Наверное, увидев Гейла на посадочной площадке, я подумала о том же, и это и было причиной моей радости, которой я изо всех сил пытаюсь не поддаваться. Не потому что не хочу. Просто не могу себе такого позволить — поверить кому бы то ни было, пусть даже этот кто-то — мой старый друг и верный напарник. Верный? Кому, мне? Или Альме Койн, как и Плутарх, некогда заверявший меня в своей безграничной преданности
Я молчала несколько часов, но в горле отчего-то пересыхает. Парень протягивает мне флягу с водой.
— Меня уже ищут?
— Не совсем. Они, гм, делают вид, что озабочены твоей пропажей, но на самом деле Койн будто бы довольна подобным поворотом событий…
— Она довольна тем, что я наконец перестала путаться у нее под ногами.
Возможно, Президент Тринадцатого еще не поняла, что к чему. Но это было бы слишком хорошо, чтобы быть правдой.
— Что происходит в Дистрикте?
— Плутарх собирает команду Победителей, чтобы сделать из них так называемый Звездный Отряд, выставить их на передовую, но не пускать в открытый бой, а лишь снимать новые промо-ролики. В их задачу входит разве что кривляться перед камерами с оружием в руках, тем самым поддерживая воинский дух в повстанцах и отвлекая внимание Сноу.
— И ты пойдешь со мной в Капитолий? В настоящий бой, на улицы, полные миротворцев? У тебя есть выбор…
— Нет никакого выбора. Я с тобой, Китнисс. Был, есть и буду до конца.
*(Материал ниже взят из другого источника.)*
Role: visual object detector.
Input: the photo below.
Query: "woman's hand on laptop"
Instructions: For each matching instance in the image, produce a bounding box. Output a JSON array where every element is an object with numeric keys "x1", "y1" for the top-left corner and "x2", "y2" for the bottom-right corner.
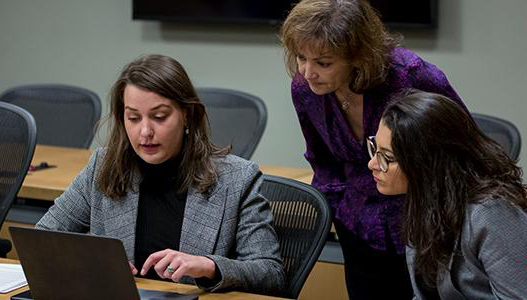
[
  {"x1": 140, "y1": 249, "x2": 216, "y2": 282},
  {"x1": 128, "y1": 262, "x2": 137, "y2": 275}
]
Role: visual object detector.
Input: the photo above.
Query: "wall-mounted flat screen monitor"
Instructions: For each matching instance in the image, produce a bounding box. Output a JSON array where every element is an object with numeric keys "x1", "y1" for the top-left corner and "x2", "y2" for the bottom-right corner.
[{"x1": 132, "y1": 0, "x2": 438, "y2": 28}]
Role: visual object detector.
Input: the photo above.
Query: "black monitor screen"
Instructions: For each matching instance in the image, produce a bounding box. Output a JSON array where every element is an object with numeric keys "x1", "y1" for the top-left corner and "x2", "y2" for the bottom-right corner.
[{"x1": 133, "y1": 0, "x2": 437, "y2": 27}]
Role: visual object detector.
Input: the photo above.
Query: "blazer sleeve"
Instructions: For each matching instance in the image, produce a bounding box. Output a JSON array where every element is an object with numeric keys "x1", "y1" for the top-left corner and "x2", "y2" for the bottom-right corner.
[
  {"x1": 200, "y1": 163, "x2": 286, "y2": 294},
  {"x1": 465, "y1": 200, "x2": 527, "y2": 299},
  {"x1": 36, "y1": 149, "x2": 101, "y2": 232}
]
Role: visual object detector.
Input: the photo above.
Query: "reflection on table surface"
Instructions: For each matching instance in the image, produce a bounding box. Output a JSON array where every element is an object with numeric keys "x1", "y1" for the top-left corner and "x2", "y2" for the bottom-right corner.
[{"x1": 18, "y1": 145, "x2": 313, "y2": 201}]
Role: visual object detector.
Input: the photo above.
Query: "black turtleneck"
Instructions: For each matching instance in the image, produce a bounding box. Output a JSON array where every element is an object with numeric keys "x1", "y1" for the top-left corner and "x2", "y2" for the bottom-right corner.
[{"x1": 135, "y1": 159, "x2": 187, "y2": 279}]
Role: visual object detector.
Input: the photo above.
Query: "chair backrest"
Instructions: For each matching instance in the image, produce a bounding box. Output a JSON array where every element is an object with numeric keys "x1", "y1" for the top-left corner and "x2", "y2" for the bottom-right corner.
[
  {"x1": 261, "y1": 175, "x2": 331, "y2": 298},
  {"x1": 0, "y1": 102, "x2": 37, "y2": 226},
  {"x1": 196, "y1": 88, "x2": 267, "y2": 159},
  {"x1": 0, "y1": 84, "x2": 101, "y2": 148},
  {"x1": 472, "y1": 113, "x2": 522, "y2": 160}
]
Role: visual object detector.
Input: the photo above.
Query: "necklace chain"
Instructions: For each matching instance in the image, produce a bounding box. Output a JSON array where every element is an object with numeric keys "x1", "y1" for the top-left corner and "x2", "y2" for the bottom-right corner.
[
  {"x1": 340, "y1": 94, "x2": 353, "y2": 113},
  {"x1": 340, "y1": 100, "x2": 350, "y2": 112}
]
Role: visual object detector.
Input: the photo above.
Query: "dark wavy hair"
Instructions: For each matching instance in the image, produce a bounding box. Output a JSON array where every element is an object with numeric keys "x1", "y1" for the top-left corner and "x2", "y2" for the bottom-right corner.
[
  {"x1": 382, "y1": 91, "x2": 527, "y2": 287},
  {"x1": 97, "y1": 55, "x2": 229, "y2": 198},
  {"x1": 280, "y1": 0, "x2": 402, "y2": 94}
]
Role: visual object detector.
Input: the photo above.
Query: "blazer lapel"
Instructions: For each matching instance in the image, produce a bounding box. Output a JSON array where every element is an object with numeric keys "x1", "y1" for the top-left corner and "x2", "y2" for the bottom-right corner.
[
  {"x1": 104, "y1": 176, "x2": 139, "y2": 263},
  {"x1": 179, "y1": 186, "x2": 227, "y2": 255},
  {"x1": 437, "y1": 238, "x2": 465, "y2": 300}
]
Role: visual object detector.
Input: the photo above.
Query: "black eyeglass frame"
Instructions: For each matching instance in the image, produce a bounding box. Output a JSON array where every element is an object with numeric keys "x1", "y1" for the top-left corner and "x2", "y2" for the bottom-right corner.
[{"x1": 366, "y1": 135, "x2": 396, "y2": 173}]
И еще… Там нет ни одного миротворца.
— Откуда ты знаешь?
Гейл вытаскивает из кармана небольшую металлическую коробочку, набирает какой-то код на клавиатуре, и он начинает мигать разными цветами
— Это Голо, — вполголоса объясняет парень, продолжая возиться с прибором. — Голографическая карта Капитолия. А все эти цвета — синий, красный, зеленый, видишь? — это ловушки. Что внутри, знает один Сноу. Нам известно лишь то, что все они смертельно опасны.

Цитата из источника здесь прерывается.